Models don't always have to be correct to be helpful. In 2004, Paul Talalay and his team at Johns Hopkins University published evidence that the sensory protein Keap1 dissociates from the transcription factor Nrf2, allowing Nrf2 to induce detoxifying enzymes that protect the cell from carcinogens and oxidants.

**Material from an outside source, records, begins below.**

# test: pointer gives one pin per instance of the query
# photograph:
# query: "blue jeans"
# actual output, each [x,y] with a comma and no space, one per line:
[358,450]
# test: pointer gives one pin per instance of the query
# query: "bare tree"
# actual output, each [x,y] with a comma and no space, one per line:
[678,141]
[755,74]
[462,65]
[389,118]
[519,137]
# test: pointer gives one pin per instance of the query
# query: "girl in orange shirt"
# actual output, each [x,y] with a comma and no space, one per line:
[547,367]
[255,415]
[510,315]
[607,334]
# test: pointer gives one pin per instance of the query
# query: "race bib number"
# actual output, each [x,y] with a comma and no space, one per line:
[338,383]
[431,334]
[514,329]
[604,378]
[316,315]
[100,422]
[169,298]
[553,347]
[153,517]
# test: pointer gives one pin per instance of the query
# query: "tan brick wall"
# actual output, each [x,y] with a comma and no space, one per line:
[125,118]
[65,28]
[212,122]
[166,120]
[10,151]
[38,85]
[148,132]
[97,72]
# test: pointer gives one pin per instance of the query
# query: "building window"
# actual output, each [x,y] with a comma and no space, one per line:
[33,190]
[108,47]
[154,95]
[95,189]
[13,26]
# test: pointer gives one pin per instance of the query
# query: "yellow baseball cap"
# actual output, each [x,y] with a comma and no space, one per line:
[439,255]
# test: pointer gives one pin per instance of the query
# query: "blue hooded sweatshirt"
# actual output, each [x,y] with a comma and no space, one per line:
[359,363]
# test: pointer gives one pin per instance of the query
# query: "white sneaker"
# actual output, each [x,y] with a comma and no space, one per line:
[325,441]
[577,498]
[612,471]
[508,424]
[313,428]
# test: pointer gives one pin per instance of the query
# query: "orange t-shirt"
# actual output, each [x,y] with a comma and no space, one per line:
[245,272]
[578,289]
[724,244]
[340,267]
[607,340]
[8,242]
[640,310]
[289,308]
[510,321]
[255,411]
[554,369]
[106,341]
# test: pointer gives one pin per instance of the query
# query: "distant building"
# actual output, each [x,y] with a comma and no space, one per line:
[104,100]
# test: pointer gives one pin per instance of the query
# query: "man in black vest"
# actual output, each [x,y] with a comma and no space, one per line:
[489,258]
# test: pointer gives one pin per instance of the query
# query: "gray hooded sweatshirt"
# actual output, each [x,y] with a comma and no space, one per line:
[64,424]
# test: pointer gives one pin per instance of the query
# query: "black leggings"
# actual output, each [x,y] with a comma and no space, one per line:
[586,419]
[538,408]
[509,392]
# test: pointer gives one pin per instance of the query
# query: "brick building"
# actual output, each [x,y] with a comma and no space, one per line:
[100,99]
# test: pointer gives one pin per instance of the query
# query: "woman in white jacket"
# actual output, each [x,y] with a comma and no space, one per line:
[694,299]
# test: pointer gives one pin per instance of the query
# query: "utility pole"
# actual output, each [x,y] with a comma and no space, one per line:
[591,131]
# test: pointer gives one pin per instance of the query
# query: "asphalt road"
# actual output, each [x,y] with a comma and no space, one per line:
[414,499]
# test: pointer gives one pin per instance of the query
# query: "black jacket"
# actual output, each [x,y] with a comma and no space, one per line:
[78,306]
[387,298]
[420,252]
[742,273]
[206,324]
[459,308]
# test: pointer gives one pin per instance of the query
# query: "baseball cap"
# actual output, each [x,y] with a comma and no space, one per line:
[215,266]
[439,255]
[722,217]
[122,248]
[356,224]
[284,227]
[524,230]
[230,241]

The team demonstrated that external chemical cues, such as sulforaphane found in broccoli, directly modified two highly reactive Keap1 cysteines. When they systematically mutated each cysteine in mice, they found evidence that these inducers cause Keap1 to form dimers via intermolecular disulfide bridges.1
The resulting model - that dissociation of Keap1 from Nrf2 frees it to activate downstream genes - appears incorrect, however. Findings about other important cysteines in Keap1 and evidence that electrophilic agents alone do not actually dissociate Keap1 from Nrf2 has led to a new model in which Keap1 regulates the ubiquitin-mediated degradation of Nrf2, says Andrew Mesecar at the University of Illinois, Chicago. "We're now trying to deconvolute ubiquitination, de-ubiquitination, ... and factors in the cell that are responsible for doing that."
Nevertheless, says Mark Hannink at the University of Missouri-Columbia, Talalay's work was critical in showing that Keap1 uses cysteine residues as a sensing mechanism in the first place.